Hi malware fighters,
42% of legit users have problems with the MS WGA. Read:
http://blogs.zdnet.com/Bott/?p=142
polonus
Hi malware fighters,
42% of legit users have problems with the MS WGA. Read:
http://blogs.zdnet.com/Bott/?p=142
polonus
I know that many with legit copies have had problems but the percentage is very surprising if accurate.
However, 42% of a sample of 137, that sample size as far as statistical analysis is concerned would be considered insufficient to give any accurate result.
With the help of a researcher, I went through a sample of 137 recent problem reports from actual Windows users, posted publicly on the WGA Validation Problems forum. Our research was the online equivalent of listening in to two weeks worth of calls to Microsoft's support lines. The results we found directly contradict Microsoft's insistence that "only a handful of actual false positives have been seen."
Also this sample only comes from those experiencing a problem, which is obviously going to skew and results and there is effectively no control group. 42% of 137 is significant but, this represents an minute percentage of the millions validated overall.
42% of legit users have problems with the MS WGA
That should be the other way round, Polonus!
42% of people having problems are legit users!
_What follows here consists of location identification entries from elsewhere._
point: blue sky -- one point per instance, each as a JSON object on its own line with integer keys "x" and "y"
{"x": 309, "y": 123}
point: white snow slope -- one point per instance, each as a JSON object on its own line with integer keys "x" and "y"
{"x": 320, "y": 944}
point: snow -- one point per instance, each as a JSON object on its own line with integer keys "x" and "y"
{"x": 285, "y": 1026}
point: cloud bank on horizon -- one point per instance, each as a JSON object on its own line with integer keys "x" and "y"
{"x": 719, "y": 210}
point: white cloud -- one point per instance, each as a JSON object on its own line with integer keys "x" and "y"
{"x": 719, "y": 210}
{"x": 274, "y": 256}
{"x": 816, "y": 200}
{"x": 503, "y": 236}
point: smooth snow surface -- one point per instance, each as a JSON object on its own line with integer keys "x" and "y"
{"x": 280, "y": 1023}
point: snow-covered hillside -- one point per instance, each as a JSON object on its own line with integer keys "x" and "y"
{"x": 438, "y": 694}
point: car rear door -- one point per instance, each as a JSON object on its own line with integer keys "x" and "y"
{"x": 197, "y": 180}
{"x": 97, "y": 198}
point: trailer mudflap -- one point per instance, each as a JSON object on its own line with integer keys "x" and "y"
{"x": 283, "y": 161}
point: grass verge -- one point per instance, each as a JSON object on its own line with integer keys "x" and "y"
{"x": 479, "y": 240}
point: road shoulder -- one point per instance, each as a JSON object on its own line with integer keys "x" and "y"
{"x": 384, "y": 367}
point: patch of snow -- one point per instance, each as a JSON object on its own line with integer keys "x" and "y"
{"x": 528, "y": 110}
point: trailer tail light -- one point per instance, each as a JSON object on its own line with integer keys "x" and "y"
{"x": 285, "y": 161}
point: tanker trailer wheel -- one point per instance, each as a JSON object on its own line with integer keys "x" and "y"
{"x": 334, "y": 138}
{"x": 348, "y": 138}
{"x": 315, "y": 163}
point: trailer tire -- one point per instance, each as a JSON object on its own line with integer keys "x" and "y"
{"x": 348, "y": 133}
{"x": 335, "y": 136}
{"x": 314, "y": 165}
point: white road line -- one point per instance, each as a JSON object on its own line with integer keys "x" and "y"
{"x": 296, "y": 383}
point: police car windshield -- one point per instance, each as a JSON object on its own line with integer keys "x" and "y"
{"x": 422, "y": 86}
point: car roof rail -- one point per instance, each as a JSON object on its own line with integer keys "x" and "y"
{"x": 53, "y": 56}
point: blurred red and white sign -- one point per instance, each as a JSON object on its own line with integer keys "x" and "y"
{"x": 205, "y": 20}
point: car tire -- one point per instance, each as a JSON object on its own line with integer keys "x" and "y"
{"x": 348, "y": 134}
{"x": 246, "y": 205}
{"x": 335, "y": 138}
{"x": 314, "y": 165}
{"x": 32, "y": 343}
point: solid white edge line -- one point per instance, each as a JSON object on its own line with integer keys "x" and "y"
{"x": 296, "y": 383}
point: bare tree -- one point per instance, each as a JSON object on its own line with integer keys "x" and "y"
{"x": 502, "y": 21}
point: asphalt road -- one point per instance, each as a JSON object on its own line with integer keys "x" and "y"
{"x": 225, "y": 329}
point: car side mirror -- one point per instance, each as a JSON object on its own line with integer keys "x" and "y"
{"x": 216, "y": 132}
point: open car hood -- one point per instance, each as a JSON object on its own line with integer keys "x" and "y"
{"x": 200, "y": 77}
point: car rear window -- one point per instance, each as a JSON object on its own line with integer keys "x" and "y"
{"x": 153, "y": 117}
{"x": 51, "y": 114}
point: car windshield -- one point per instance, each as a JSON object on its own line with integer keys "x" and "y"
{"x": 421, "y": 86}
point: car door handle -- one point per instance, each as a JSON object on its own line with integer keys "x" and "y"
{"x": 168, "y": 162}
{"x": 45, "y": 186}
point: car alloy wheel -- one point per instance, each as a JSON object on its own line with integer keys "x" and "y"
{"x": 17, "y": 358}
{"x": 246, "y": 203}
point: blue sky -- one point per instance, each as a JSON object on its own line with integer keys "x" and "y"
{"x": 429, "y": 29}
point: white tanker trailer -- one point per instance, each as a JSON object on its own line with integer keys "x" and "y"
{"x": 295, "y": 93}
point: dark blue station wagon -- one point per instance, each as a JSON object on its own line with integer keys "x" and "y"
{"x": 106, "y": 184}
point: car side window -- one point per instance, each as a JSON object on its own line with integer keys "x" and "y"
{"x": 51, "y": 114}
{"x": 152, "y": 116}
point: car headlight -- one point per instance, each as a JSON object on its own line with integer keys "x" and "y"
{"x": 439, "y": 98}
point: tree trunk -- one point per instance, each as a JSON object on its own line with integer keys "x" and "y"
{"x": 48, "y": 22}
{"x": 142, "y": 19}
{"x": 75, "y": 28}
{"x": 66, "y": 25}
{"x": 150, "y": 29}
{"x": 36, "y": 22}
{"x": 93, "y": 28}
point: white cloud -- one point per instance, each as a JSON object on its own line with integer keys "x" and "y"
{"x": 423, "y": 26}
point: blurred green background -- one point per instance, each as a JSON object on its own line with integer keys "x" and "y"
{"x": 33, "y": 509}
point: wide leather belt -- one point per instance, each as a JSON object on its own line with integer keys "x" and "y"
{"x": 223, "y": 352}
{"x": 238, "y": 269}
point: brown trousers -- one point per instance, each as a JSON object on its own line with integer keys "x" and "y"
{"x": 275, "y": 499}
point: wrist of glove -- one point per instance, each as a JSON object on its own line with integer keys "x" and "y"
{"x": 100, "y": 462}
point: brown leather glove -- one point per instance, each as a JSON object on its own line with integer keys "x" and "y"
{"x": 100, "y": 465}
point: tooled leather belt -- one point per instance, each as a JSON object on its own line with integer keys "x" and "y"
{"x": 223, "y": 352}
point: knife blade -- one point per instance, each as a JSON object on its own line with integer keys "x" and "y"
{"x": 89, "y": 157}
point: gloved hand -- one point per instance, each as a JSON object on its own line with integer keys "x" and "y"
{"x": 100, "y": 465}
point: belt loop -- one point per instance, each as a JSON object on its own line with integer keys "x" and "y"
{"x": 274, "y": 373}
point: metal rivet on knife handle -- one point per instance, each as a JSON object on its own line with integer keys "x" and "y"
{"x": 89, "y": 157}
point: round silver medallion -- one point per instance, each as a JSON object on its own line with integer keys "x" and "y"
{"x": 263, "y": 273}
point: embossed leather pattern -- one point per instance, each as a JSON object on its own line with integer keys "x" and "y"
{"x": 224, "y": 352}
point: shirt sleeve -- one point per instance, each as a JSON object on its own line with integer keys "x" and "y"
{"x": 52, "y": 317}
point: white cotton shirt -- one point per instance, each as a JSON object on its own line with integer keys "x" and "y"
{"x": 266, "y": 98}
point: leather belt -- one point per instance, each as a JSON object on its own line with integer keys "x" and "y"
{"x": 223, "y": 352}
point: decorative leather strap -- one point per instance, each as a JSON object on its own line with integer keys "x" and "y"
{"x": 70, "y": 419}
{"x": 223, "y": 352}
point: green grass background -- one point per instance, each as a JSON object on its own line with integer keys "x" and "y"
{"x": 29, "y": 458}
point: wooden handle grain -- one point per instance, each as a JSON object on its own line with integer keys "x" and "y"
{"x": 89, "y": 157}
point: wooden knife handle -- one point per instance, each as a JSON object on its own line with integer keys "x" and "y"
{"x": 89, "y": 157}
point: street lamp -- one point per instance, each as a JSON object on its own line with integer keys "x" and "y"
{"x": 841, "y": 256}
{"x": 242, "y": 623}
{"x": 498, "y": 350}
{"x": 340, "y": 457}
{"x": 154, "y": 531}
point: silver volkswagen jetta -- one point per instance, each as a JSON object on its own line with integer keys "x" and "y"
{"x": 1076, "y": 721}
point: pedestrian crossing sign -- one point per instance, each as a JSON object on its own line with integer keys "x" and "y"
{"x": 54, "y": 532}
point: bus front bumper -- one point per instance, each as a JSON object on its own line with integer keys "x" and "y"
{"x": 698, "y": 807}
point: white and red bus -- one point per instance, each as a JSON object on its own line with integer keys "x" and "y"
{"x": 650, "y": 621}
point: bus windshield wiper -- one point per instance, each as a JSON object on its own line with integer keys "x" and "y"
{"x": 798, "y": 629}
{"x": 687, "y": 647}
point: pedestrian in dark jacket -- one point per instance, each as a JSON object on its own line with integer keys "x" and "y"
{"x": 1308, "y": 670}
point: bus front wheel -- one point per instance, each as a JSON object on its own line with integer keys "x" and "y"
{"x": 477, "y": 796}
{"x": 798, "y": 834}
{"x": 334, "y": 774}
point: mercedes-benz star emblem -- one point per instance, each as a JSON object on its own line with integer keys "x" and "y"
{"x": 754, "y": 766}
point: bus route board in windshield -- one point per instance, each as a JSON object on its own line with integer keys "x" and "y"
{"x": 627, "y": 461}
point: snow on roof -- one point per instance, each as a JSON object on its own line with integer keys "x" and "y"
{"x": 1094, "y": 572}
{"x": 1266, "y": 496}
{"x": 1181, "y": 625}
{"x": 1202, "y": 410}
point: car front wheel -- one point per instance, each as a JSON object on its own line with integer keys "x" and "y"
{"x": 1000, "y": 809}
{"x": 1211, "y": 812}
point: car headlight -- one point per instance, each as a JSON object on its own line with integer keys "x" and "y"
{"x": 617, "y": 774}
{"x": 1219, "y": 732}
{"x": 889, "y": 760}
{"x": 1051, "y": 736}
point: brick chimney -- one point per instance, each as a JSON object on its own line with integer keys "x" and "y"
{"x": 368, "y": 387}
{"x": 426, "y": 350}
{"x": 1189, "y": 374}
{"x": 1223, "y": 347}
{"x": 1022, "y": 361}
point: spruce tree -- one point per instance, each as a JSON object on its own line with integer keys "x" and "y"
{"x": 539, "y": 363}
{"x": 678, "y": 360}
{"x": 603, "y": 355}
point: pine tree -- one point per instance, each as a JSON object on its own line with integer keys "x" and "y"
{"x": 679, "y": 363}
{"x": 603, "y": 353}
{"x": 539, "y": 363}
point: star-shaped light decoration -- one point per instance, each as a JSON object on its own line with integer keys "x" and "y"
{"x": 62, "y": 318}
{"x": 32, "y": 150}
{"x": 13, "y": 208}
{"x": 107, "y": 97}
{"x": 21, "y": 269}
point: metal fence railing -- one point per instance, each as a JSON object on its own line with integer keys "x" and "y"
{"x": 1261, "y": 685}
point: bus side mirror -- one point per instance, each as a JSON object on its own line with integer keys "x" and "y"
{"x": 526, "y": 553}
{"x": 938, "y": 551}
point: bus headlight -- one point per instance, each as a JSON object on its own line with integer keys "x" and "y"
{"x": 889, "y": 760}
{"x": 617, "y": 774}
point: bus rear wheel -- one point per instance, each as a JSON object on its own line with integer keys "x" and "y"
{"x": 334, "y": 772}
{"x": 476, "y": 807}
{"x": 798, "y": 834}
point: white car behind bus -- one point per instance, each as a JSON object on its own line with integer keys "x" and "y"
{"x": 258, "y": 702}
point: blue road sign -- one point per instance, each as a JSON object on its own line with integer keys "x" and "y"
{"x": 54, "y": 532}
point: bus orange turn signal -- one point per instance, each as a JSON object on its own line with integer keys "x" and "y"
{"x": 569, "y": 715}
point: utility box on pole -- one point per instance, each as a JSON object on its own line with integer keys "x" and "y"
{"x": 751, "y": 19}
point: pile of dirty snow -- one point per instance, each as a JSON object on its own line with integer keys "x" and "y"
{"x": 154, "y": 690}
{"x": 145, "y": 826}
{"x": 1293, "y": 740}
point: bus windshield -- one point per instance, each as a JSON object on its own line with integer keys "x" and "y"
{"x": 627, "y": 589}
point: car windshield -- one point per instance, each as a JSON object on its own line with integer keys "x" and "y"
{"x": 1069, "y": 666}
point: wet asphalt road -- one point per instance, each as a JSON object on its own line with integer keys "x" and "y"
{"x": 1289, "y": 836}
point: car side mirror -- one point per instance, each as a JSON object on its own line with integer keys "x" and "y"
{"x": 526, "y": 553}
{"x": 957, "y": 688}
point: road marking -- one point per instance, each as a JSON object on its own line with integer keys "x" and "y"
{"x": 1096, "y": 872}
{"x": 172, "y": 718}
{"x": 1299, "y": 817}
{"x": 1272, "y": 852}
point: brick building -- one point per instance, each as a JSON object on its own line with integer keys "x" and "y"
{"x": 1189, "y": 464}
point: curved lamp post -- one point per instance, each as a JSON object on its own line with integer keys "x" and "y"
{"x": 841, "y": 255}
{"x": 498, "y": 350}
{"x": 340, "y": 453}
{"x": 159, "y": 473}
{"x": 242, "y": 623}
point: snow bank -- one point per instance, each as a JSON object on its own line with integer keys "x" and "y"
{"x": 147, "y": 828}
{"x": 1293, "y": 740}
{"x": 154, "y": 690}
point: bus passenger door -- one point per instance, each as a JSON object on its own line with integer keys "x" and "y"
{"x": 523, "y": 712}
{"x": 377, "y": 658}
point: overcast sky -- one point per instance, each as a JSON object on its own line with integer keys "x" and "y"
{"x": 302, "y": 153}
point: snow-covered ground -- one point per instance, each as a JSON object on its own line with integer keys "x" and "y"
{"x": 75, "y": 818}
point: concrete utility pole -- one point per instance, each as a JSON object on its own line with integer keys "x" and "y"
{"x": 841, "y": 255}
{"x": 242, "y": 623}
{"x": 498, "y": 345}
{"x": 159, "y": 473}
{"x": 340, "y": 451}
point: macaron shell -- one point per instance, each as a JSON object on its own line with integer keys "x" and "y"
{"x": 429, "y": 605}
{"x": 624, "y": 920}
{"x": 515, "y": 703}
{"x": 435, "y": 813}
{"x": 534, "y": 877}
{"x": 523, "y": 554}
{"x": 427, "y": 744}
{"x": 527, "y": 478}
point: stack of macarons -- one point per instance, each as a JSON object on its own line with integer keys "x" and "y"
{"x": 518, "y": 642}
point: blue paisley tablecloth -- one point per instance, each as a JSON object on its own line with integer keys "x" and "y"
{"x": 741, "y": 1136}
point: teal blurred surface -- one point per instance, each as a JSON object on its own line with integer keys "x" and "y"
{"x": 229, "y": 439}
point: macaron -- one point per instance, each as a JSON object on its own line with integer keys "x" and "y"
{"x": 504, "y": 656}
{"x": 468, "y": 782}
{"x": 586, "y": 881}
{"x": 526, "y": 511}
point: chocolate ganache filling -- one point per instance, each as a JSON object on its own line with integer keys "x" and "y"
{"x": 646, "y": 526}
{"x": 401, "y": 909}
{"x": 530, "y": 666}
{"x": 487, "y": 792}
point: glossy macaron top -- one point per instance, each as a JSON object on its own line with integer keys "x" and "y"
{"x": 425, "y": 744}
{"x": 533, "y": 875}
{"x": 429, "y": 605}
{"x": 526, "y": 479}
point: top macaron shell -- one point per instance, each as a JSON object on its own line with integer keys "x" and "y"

;D polonus, you might only need to understand Amerian humo(u)r. “There are three kinds of lies: lies, damned lies and statistics.”- Mark Twain
However, actually, I admit that I am one of those who are still wondering if MS is a kind of practical joke or not.
Hi Smith.
That means that polonus has a fair command of communicating with Americans. or he is presenting things in a true American perspective. One learns all the time. ;D
Well the statistics can be turned around to of those that experienced problems with WGA 42% could be classified as legit users. MacAfee did help to boost these figures.
There is a tool out there that can render your original key readable, if MS sees only question marks in stead of digits you have a problem. :o
In the old days you could safe the day running a win 2xxx install cd on the Win XP system.
polonus
There is a bypass for WGA that’s strictly made for those that
have a legitimate copy. I posted the info some time ago:
http://forum.avast.com/index.php?topic=22105.msg192150#msg192150
That doesn’t bypass or remove thw WGA validation it just removes the notification nag screen, validation is still required.
RemoveWGA enables you to remove the Microsoft "Windows Genuine Advantage Notifications" tool, which is calling home and connect to Microsoft servers every time you boot (pilot version), or every two weeks (current release).
It also only calls/ed home if you failed WGA Validation.